Celebrations are times for great gratitude and thankfulness for each other. This is often reflected in sharing gifts as a token of our feelings. Usually this leads to everyone treating each other a bit more nicely, at least for a while, but it doesn’t always mean that we become more caring and friendly to others outside of our own circle. We may be kind to our families but we often forget about others.

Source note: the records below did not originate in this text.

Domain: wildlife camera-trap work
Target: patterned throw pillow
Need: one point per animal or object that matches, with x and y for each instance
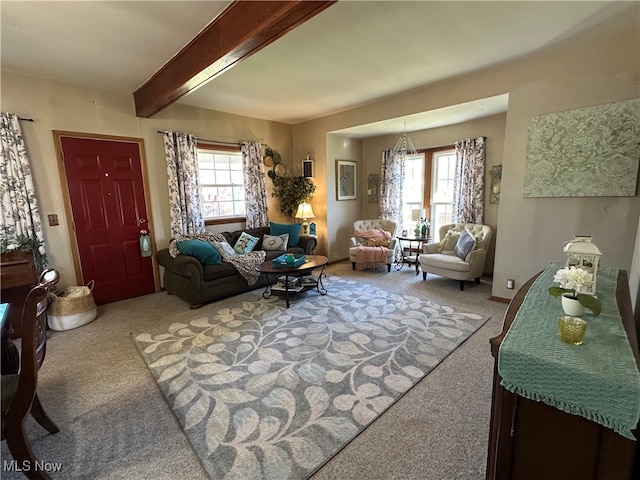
(466, 243)
(245, 243)
(275, 242)
(448, 243)
(293, 229)
(226, 251)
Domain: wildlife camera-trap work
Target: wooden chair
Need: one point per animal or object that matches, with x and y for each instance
(19, 396)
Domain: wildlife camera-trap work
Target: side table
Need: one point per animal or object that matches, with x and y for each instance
(410, 253)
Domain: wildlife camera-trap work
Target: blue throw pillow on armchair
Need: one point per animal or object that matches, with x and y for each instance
(465, 244)
(293, 229)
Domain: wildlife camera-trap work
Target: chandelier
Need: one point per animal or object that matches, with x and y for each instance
(404, 146)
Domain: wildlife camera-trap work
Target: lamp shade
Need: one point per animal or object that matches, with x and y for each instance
(304, 211)
(417, 214)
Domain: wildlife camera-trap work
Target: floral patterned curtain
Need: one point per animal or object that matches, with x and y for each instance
(185, 205)
(468, 183)
(255, 190)
(20, 223)
(391, 182)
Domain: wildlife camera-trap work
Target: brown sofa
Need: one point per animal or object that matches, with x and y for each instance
(197, 284)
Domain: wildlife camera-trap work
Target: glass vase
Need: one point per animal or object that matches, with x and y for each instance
(571, 306)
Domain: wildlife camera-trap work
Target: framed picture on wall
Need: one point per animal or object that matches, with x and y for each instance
(307, 168)
(346, 180)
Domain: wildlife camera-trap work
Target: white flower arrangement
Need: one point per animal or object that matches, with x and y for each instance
(571, 281)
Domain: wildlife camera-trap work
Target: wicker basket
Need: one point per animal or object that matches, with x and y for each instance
(75, 308)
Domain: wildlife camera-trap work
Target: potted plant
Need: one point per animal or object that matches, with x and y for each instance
(571, 280)
(24, 243)
(292, 191)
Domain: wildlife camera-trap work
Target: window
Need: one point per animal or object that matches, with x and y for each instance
(221, 182)
(413, 188)
(443, 164)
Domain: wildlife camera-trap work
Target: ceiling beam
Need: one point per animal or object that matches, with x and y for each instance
(238, 32)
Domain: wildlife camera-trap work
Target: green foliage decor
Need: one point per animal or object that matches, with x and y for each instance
(292, 191)
(24, 243)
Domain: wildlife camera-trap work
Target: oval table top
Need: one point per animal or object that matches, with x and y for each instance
(312, 261)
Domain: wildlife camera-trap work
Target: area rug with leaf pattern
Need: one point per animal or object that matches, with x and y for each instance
(268, 392)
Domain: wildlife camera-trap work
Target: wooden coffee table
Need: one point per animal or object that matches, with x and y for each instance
(304, 281)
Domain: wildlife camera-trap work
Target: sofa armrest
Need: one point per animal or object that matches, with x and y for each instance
(183, 265)
(308, 243)
(433, 247)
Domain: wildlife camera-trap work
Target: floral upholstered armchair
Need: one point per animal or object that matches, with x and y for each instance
(460, 254)
(373, 243)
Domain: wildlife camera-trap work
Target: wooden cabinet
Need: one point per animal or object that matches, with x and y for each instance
(17, 276)
(532, 440)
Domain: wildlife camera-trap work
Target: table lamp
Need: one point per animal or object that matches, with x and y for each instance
(304, 212)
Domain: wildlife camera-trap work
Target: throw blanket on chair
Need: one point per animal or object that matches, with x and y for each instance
(370, 257)
(374, 253)
(374, 237)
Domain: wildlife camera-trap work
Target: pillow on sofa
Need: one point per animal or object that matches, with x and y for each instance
(466, 243)
(448, 243)
(293, 229)
(202, 251)
(245, 243)
(226, 251)
(275, 242)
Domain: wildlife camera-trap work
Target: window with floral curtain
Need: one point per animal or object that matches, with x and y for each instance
(468, 183)
(20, 223)
(391, 187)
(255, 190)
(185, 204)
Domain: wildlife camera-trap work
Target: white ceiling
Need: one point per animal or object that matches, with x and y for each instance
(350, 54)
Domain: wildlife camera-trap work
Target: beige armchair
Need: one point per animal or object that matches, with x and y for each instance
(442, 259)
(374, 224)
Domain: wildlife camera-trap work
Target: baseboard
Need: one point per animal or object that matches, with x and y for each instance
(499, 299)
(340, 260)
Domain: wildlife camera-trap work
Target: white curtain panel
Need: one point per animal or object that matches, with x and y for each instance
(255, 189)
(20, 215)
(468, 183)
(185, 205)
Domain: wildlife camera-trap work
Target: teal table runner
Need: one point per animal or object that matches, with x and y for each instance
(598, 380)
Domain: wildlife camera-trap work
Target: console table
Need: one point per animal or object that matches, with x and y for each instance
(532, 440)
(410, 254)
(17, 276)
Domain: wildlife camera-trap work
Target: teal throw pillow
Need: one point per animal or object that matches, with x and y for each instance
(225, 250)
(293, 229)
(465, 244)
(245, 244)
(202, 251)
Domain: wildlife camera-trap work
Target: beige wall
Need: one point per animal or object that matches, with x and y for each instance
(599, 66)
(60, 106)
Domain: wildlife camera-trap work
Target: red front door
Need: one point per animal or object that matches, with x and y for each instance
(109, 210)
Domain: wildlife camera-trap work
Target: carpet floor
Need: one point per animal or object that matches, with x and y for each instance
(115, 424)
(265, 392)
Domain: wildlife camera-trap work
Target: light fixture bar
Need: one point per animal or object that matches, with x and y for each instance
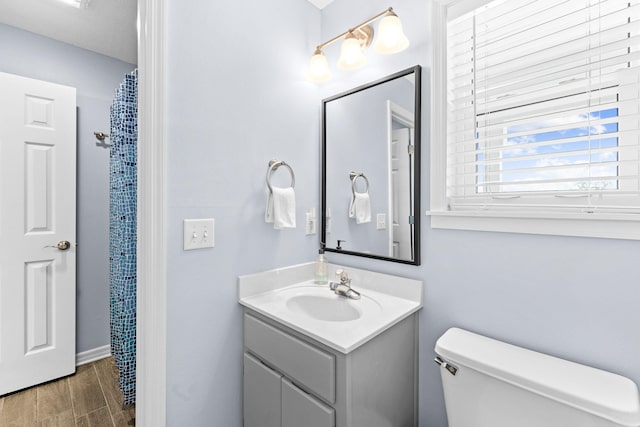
(356, 40)
(350, 30)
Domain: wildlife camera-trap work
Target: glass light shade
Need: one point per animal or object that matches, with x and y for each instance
(318, 68)
(351, 56)
(391, 38)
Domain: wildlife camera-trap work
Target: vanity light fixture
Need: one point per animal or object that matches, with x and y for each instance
(356, 40)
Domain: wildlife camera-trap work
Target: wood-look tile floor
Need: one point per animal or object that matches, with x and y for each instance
(89, 398)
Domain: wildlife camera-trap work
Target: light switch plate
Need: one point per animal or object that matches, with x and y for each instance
(198, 233)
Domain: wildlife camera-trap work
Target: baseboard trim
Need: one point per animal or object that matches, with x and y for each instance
(93, 355)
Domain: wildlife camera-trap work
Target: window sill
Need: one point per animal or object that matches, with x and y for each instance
(612, 226)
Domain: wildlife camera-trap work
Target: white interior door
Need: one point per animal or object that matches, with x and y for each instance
(37, 211)
(402, 207)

Yet we are all a part of one human family and we each need to be loved and appreciated, whatever our religion, skin color or name may be. And we need this not just for one day each year, but for every day of every year. There is a wonderful Native American saying: “Think with your heart and not with your head.” When we think with our heart, then appreciation, kindness and generosity become a natural and effortless part of who we are.
So, as all the great wise ones have said, let’s find our happiness through caring and sharing. This is surely the quickest route to our own happiness, and certainly the quickest route to someone else’s happiness. Happy giving this holiday season!